Re: Regarding patch "block/blk-mq: Don't complete locally if capacities are different"

Qais Yousef <qyousef@xxxxxxxxxxx> · Sun, 1 Sep 2024 18:13:17 +0100

On 08/21/24 17:59, MANISH PANDEY wrote:
> Hi all,
> 
> We agree with the points like rq_affinity can vary from target to target.
> 
> But also please consider below use cases
> 
> 1. Storage devices with single hardware queue (like UFS 2.x/ 3.x)
> in a HMP system with shared LLC, not all the CPUs will be active and online.

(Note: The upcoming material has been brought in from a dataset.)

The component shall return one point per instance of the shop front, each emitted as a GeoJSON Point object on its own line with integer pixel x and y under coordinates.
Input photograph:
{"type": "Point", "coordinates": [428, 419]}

Is this a mainline behavior? Hotplug is not considered a normal operation . And
a CPU not being active is not something I am aware of in mainline behavior
aside from hotplug.

I think you're referring to a platform specific out-of-tree feature that is not
part of mainline linux.

> Hence for large amount (say ~1GB) of random IO transactions , if requester
> CPU is from
> smaller cpu group, then due to capacity based grouping, Large cluster CPUs
> would be mostly unused /idle, as the completion would also happen on same
> capacity CPU. Again due to this, the smaller / mid capacity CPUs only would
> have to submit and complete the request. Actually we could have completed
> the requested on large capacity CPUs and could have better utilized the
> power of Large capacity CPUs.

Sorry if I missed your reply elsewhere. But if you don't want the
rq_affinity=1 and do your custom routing, why rq_affinity=0 isn't the right
solution for custom routing behavior?

> 
> But to move IO requests from S/M cluster CPUs to L cluster, scheduler would
> need to wait until a threshold IO hits, and by that time Performance
> application would spent some runtime and would report low performance as
> overall results.

This is not an IO specific problem. Tasks that need more performance will have
to wait for utilization to grow quickly. I don't see this is a problem related
to rq_affinity=1 behavior but a generic scheduler behavior issues that is
outside of block layer.

> 
> 
> On 08/02/24 10:03, Christian Loehle wrote:
> > So I'm assuming you're seeing something like the following:
> > Some CPU(s) (call them S) are submitting IO, hardirq triggers on
> > S.
> > Before the patch the completion softirq could run on a !S CPU,
> > now it runs on S. Am I then correct in assuming your workload
> > is CPU-bound on S? Would you share some details about the
> > workload, too?
> >
> > What's the capacity of CPU(s) S then?
> 
> 
> Yes.. for few SoCs we follow the same.
> Say an SoC with 3 clusters ( S/M/L), if M CPU(s) are submitting IO requests
> ( which is a large data transfer), then in this case since LLC is shared, we
> can allow L CPU(s) to complete the request via softirq / hardirq. This will
> make sure to avoid contention in submission and completion path.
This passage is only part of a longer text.